The opinion of the Court was delivered by
Wardlaw, A. J.Since Lampéis case, (10 Co. R. 48,) it has not been doubted that the inchoate right of dower, which a wife has during her husband’s life, is a releasable *289interest; and if coverture imposes no disability, the wife might by her single act release it to any person, who by possession or privity of estate was in a situation to accept an assignment of a thing in action-. But for protection of femes covert, the English practise, before the dower Act of 3 and 4, W. 4 c. 105, required for bar of dower, the privy examination of a wife when she joined in a fine or common recovery, the modes of conveyance there in use for the purpose of binding a wife-. In this State, as in most of the States of our Union, fine and recovery having never been introduced, other more simple forms have been prescribed for barring a wife’s dower, and the rule as to both dower and inheritance prevails which was laid down in Brown vs. Spann, (2 Mill, 12,) and recognized in Hays vs. Hays, (5 Rich. 38,) viz., “a married woman is not capable of binding herself by deed, unless authorized so to- do by an Act of the Legislature, and then only in the manner and to the extent prescribed by such Act.”
We have then in this case only to inquire whether any Act of force in this State authorizes a wife to release her contingent right of dower to a person, who is- in possession of the husband’s land without title, but with consent of the husband, and under expectation of a conveyance from him, according to the provisions of his will already executed, but of course ambutatory. As the release made by Mrs. Mobley shows no reference to a will, or to any act done or to be done by her husband, the question might be narrowed to this, whether a wife by her single release, independent of her husband’s act, made to a person in possession of her husband’s land, can bar her dower ?

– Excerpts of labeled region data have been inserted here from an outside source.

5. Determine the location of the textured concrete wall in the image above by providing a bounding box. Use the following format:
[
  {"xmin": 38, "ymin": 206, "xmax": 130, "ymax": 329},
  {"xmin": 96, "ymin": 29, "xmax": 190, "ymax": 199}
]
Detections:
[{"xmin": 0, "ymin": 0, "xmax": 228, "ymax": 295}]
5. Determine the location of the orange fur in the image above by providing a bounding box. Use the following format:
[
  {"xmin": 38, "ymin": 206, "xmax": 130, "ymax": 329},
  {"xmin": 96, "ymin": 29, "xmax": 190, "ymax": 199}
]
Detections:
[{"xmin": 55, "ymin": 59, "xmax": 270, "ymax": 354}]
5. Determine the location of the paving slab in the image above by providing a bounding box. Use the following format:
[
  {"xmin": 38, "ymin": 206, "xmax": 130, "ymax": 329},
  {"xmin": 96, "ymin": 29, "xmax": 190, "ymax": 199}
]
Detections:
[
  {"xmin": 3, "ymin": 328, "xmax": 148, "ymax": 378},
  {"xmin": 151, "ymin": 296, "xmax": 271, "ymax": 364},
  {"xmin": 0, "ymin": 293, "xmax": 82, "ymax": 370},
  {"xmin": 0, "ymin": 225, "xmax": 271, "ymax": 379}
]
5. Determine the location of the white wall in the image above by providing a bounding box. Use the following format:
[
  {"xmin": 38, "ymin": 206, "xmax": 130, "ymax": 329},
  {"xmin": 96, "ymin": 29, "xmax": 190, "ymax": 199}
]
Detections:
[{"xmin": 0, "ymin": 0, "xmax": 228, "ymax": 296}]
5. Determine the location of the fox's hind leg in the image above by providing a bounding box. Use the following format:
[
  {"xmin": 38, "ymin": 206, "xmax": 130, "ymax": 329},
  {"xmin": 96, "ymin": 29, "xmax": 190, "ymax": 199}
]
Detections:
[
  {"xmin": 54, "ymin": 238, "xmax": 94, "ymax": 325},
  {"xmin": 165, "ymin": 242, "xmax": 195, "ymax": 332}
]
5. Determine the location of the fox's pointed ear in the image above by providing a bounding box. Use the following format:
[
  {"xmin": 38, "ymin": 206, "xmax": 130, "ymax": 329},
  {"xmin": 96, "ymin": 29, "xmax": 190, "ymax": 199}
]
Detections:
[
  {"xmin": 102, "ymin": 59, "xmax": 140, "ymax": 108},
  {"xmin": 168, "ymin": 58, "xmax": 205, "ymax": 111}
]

The forty-sixth section of the County Court Act of 1785, (7 Stat. 233,) provides for the relinquishment by the wife, where she has joined the husband in the conveyance, and where she has relinquished without having joined, where she can appear in Court to acknowledge, and where she *290makes acknowledgment before Commissioners specially appointed; but it cannot now have application, because there is no County Court to take acknowledgment, or to issue the commission and receive the return as there directed.
The Act of 1795, {5 Stat. 256,) extends, perhaps, only to conveyance in fee simple, made according to the form there prescribed, or any other form theretofore in use within this State; at any rate, in the renunciation of dower it manifestly contemplates a grantor, and a release by the wife to the grantee, endorsed upon the grant or release of the husband, or written as a separate instrument referring thereto.
Under the twenty-ninth section of the Quit-rent Act of 1731, (3 Stat. 303) and its amendments made in 1767 (7 Stat. 176, § 7,) a mode was provided for barring a wife of her estate, inheritance, dower, or thirds, which extends to all interests, and which sometimes is yet used; but that looks to the wife’s joining her husband in the conveyance of the land, and to an acknowledgment before the Chief Justice, an Assistant Judge, or some person by either of them thereto appointed, and also to recording in the office of pleas — formalities which have not been complied with in this case.
We have no other Act on the subject, and. even if we should regard the husband’s will as a conveyance made effectual by his death, we cannot perceive that any law of force here gave validity to the supposed release, which the wife made without the forms and conditions required by any legislative Act to which it may be referred.
The motion is dismissed.
Dunkin, C. J., and Inglis, A. J., concurred.Motion dismissed.